TOWANDA - As of this fall, the delivery of babies will permanently cease at Memorial Hospital in Towanda.

The hospital plans to close its Maternity Center on Sept. 30, because there are no longer enough babies being born at the hospital, according to a press release issued by the hospital on Monday.

The number of babies being delivered at the hospital, which now stands at fewer than 200 a year, is not high enough to support the operation of the Maternity Center, officials at the hospital said.

The hospital's board of trustees voted on June 27 to close the Maternity Center as a step toward ensuring the hospital's long-term financial health, the press release said.

The closure of the Maternity Center had been recommended by the hospital's administration, the release said.

"It is with great regret that we have to end such a wonderful and long-standing service (the Maternity Center)," said Gary A. Baker, Memorial Hospital president and CEO. "Unfortunately, it really comes down to the numbers."

A decline in the number of babies delivered at the hospital has occurred over the last decade, Baker said.

Around 2005, for example, over 300 babies a year were being delivered at the hospital, he said.

Many thousands of babies have been delivered at the hospital since the present hospital building opened in 1959, he said.

"We understand that this decision to close the Maternity Center affects many people's lives.
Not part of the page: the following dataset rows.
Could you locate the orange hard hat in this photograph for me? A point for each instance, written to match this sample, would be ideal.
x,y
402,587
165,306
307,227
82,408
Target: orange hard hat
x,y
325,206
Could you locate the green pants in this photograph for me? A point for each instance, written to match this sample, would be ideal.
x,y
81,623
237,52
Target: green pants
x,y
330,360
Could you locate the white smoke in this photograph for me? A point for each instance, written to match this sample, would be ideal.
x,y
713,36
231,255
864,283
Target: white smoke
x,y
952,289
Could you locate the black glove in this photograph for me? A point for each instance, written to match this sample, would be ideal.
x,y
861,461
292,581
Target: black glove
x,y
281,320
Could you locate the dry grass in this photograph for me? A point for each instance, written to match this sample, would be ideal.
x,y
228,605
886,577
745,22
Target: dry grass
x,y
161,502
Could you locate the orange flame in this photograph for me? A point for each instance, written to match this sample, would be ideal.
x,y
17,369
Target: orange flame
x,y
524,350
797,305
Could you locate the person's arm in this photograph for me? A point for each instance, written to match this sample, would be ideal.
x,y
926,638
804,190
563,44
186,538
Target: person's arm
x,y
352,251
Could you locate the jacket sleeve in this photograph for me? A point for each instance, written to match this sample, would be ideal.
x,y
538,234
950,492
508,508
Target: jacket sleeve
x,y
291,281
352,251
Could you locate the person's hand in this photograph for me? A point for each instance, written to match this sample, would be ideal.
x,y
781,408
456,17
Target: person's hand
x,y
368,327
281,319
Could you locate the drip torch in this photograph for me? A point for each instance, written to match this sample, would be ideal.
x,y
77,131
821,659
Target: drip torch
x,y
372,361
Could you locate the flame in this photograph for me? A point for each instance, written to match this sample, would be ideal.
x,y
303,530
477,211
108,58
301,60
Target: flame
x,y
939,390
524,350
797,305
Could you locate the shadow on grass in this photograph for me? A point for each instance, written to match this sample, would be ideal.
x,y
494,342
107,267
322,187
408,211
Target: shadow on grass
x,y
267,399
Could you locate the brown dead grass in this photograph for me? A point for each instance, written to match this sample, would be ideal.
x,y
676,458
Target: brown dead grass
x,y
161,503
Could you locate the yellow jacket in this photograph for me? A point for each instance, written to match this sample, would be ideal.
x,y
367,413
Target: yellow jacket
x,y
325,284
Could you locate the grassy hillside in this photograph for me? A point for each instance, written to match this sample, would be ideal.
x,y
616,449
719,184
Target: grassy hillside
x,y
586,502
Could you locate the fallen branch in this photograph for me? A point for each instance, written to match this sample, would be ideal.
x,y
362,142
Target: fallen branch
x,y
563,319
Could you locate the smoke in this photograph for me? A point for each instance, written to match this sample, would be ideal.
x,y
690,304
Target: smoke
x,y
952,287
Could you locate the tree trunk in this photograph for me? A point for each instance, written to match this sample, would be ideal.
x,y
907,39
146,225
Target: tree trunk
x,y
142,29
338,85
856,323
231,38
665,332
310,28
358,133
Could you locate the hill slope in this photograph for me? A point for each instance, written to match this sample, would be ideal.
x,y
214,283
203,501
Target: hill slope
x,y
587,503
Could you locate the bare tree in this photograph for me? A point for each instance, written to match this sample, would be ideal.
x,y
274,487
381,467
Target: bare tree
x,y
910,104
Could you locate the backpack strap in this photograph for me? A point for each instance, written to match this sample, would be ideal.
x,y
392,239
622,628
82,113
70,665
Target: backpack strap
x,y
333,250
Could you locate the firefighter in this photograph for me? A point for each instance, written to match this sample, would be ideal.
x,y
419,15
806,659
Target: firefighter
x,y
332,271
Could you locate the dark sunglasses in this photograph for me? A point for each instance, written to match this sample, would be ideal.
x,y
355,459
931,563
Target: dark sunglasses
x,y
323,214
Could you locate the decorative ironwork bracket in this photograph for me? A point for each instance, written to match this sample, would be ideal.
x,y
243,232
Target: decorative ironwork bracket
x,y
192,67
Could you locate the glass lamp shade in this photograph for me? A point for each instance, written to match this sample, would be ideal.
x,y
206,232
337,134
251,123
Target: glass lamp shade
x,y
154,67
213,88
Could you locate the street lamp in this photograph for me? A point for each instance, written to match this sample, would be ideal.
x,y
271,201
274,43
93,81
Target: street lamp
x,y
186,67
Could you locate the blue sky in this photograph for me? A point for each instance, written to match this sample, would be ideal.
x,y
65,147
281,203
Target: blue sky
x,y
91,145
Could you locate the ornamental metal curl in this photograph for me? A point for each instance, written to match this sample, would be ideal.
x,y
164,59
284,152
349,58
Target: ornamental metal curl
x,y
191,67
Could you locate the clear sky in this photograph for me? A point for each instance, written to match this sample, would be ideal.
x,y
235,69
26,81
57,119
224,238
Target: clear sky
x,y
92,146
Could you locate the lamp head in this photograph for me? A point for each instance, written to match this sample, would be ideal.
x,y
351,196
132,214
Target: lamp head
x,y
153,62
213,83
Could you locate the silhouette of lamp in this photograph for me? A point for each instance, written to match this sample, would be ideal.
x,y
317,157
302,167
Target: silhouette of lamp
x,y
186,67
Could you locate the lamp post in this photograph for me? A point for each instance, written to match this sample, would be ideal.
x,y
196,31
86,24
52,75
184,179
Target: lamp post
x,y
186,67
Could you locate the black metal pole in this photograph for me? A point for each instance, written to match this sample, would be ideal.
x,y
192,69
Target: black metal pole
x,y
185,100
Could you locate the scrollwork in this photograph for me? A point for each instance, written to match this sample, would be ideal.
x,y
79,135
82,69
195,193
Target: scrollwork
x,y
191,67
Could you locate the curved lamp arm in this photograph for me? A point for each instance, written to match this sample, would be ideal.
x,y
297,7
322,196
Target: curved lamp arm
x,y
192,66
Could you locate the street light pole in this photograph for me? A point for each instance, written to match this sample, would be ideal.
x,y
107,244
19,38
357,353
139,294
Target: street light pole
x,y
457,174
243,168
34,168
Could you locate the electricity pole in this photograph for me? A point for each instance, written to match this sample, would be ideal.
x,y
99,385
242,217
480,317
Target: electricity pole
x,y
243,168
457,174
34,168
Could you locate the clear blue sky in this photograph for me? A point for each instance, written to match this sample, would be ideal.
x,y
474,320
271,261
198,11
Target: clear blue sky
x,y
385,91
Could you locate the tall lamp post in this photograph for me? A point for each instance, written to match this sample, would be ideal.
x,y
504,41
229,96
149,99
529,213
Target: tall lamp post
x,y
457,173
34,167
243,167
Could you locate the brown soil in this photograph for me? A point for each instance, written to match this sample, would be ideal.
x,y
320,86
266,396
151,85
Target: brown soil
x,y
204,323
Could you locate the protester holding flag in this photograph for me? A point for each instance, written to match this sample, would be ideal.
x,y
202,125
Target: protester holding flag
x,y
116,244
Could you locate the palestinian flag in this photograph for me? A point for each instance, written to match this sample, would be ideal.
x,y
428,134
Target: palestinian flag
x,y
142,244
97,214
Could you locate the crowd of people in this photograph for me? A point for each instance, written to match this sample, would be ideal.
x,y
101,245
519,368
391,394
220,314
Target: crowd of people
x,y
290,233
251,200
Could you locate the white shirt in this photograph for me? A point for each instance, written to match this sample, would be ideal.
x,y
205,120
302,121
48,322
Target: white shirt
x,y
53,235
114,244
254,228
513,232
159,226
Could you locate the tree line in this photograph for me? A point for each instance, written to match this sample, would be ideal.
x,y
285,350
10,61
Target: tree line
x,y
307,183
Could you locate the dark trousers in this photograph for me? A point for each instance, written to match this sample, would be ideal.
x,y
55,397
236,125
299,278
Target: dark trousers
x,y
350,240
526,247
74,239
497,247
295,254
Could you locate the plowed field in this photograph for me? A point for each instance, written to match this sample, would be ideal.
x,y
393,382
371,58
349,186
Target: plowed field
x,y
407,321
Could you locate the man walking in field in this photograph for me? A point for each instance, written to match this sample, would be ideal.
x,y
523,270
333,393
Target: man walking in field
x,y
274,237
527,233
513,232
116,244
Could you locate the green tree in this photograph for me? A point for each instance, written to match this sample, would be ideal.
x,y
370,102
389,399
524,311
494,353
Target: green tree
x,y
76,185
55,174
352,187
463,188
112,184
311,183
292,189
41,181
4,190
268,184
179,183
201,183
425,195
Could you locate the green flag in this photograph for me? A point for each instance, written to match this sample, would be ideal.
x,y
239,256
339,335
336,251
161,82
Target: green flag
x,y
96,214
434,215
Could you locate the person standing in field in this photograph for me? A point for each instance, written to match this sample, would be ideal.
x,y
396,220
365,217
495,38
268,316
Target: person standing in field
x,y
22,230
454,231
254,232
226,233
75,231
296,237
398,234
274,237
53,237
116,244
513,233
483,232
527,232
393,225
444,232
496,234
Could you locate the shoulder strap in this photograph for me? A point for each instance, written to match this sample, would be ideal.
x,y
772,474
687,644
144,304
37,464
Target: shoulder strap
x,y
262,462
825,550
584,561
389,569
However, this extremely difficult decision was necessary," Baker said. "This is not a decision that we took lightly."

Memorial Hospital is hardly alone in ceasing to deliver babies.

Since 2000, 43 hospitals in Pennsylvania have discontinued delivering babies, Baker said.

According to the Hospital and Healthsystem Association of Pennsylvania (HAP), Memorial Hospital is one of many hospitals in Pennsylvania forced to discontinue delivering babies because of the combination of declining birth numbers and difficulty in recruiting physicians, Baker said.

Baker attributed the decline in the number of births at Memorial Hospital to a drop in the number of doctors who deliver babies at the hospital. He said there has been a difficulty in recruiting such physicians.

Currently, there are three doctors working at the hospital who deliver babies, he said.

"I think there were six (doctors who delivered babies at the hospital) up until 2005, he said.

"We anticipate providing complete obstetrics care and delivering babies right up to September 30, 2013," Baker said.

The public will still be able to get pre-natal care in the local community, Baker said.

Pre-natal care, as well as post-partum care, "will still be available sufficiently" in the Towanda area, Baker said. "It's just the delivery of babies" that will cease at Memorial Hospital, he said.

The closure of Memorial Hospital's Maternity Center will not affect the Nurse Family Partnership program that is based at the hospital, according to the hospital.

The Nurse Family Partnership program will remain in operation at the hospital, according to the hospital.

The Nurse Family Partnership is a free, voluntary program for first-time mothers that helps them to have a healthy pregnancy and raise a healthy baby, and coaches them on child development.

In an interview on Monday, Baker said that the outlook for the long-term financial viability of the hospital is "excellent."

However, the hospital's overall finances have been affected by reduced reimbursements from Medicare, and from people not paying the bills they owe to the hospital, he said.

And, as a result of the Affordable Care Act, the challenge that the hospital faces due to reduced Medicare reimbursements will continue to grow, said Bill Rohrbach, chief operating officer of the hospital.

Two of the doctors who deliver babies at Memorial Hospital, Larry McCullough and Timothy Powell, also perform gynecological surgery, Baker said.

"It is our objective that we continue to provide GYN (gynecological) surgery in our operating rooms," Baker said.

"Memorial Hospital has a long history of providing excellent care for patients," Baker said. "We look forward to building on that excellence to ensure the residents of Bradford and Sullivan Counties have access to quality care, close to home."